La ragazza lo guardò attenta: era di questo che si era innamorata, non già dell’uomo insignificante che aveva davanti ma del suo intelletto prodigioso, capace di portarla in un attimo sulla più alte vette, la sensazione per lei più eccitante.

«Ma adesso cosa dovremmo fare, Lou, adesso che il frutto maledetto ha avvelenato il nostro sangue e la nostra anima, adesso che sappiamo di essere sospesi sopra l’abisso aggrappandoci a speranze da fanciulli, e nello stesso tempo non sappiamo né possiamo rinunciarvi, cosa possiamo fare, adesso?»
La donna gli si avvicinò, guardandolo fisso in volto, gli prese il frutto dalla mano e lo morsicò, poi glielo restituì. Nietzsche guardò la mela, poi lei negli occhi, e rise.
«Hai ragione, mia cara, adesso non ci resta che mangiarla fino in fondo, affrontare il nostro destino di uomini e sperare che la fine giunga rapidamente, o di sprofondare nell’inconsapevolezza, nella pazzia.»

Nietzsche restò un attimo in silenzio, considerando quello che aveva appena detto. Lei gli si avvicinò e si sedette sulle sue ginocchia, scostandogli il ciuffo di capelli dalla fronte.
«Vedi la differenza tra uomini e donne? » le disse lui, «Noi ragioniamo usando la logica, sgombrando pazientemente la strada dai mille ostacoli che ci separano dalla meta, il punto d’arrivo del nostro pensiero, voi ci arrivate dritte come una freccia scoccata dall’arco, che in un solo istante si conficca profondamente nel bersaglio. E a noi resta soltanto il rumore della corda che ancora vibra.»

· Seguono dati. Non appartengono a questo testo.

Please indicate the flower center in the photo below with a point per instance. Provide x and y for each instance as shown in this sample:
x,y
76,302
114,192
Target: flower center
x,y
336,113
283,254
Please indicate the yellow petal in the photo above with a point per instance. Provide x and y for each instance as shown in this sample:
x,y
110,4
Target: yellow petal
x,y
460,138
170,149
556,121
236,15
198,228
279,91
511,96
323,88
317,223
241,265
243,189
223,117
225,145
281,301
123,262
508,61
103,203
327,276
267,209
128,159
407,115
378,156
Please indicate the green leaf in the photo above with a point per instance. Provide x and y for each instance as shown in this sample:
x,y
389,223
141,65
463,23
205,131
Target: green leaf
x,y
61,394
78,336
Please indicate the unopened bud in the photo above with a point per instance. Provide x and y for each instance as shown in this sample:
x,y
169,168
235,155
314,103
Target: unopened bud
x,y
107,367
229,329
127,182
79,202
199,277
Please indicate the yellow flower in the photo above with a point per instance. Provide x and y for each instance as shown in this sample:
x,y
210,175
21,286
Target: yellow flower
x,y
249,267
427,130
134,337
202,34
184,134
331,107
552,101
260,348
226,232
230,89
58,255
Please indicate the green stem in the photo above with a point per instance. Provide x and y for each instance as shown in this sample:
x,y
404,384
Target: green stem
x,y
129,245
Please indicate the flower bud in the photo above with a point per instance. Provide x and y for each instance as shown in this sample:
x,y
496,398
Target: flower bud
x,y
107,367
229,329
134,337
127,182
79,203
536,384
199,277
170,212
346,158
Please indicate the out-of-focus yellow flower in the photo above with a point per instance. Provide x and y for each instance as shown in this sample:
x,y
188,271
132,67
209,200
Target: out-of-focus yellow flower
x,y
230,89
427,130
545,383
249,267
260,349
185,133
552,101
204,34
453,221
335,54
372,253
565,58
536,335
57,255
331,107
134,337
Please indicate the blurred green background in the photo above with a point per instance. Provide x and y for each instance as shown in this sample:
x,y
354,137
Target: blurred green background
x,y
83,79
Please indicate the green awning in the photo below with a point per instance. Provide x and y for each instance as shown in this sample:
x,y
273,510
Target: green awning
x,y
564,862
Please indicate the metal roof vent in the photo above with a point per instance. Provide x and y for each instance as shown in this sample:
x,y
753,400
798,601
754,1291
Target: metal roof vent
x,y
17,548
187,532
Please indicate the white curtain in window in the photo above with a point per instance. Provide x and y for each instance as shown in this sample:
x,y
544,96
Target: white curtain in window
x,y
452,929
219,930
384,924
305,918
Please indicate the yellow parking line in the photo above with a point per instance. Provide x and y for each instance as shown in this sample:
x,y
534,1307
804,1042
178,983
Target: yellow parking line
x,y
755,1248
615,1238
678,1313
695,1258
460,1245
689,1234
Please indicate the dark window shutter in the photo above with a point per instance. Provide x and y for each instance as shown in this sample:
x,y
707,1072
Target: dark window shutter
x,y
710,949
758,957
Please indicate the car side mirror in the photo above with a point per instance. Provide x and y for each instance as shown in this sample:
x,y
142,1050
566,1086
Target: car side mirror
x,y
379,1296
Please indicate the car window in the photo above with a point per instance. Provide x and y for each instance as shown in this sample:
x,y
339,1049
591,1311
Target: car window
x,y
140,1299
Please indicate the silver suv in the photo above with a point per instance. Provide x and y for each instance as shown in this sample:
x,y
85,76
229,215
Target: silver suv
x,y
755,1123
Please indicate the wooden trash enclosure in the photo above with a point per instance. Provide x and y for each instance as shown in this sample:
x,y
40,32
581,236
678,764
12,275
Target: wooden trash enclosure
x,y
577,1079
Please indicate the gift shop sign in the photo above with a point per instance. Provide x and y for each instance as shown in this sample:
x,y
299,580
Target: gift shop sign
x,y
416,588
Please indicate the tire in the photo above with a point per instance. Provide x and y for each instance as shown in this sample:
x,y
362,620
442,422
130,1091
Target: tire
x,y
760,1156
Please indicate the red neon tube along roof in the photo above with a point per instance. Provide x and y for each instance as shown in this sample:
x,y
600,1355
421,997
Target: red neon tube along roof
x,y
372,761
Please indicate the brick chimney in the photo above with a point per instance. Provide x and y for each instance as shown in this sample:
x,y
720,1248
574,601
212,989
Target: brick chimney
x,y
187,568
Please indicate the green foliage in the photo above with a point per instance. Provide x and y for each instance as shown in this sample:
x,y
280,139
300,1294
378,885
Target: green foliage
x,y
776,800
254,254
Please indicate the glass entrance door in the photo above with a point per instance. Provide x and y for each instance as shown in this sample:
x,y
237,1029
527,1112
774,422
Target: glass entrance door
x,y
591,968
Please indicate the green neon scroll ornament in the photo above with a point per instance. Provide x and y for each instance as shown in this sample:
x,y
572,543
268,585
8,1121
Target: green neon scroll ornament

Poi prese le mani della ragazza e se le portò alle labbra.
«Vero è che pochissime ci riescono, ed è questo che amo in te, piccola Lou: tu sei la sintesi perfetta, l’alfa e l’omega, l’inizio e la fine di tutto. Tu sei al di là del bene e del male, il complemento assoluto per la mia disperazione, l’abisso nel quale precipiterei se ne avessi il coraggio, nel quale morirò quando la tua giovinezza ti porterà lontano.»

Gli occhi dell’uomo si riempirono di lacrime. Lou von Salomè lo attirò dolcemente a piangere sulla spalla nuda, mentre i suoi occhi guardavano lontano, alla sua Russia, al secolo morente e alla psicoanalisi che stava nascendo, alla poesia, mentre carezzava la testa di quell’uomo, quasi incredula di avere tra le sue mani la gigantesca mente il cui pensiero aveva raggiunto il vertice di ogni umana speculazione.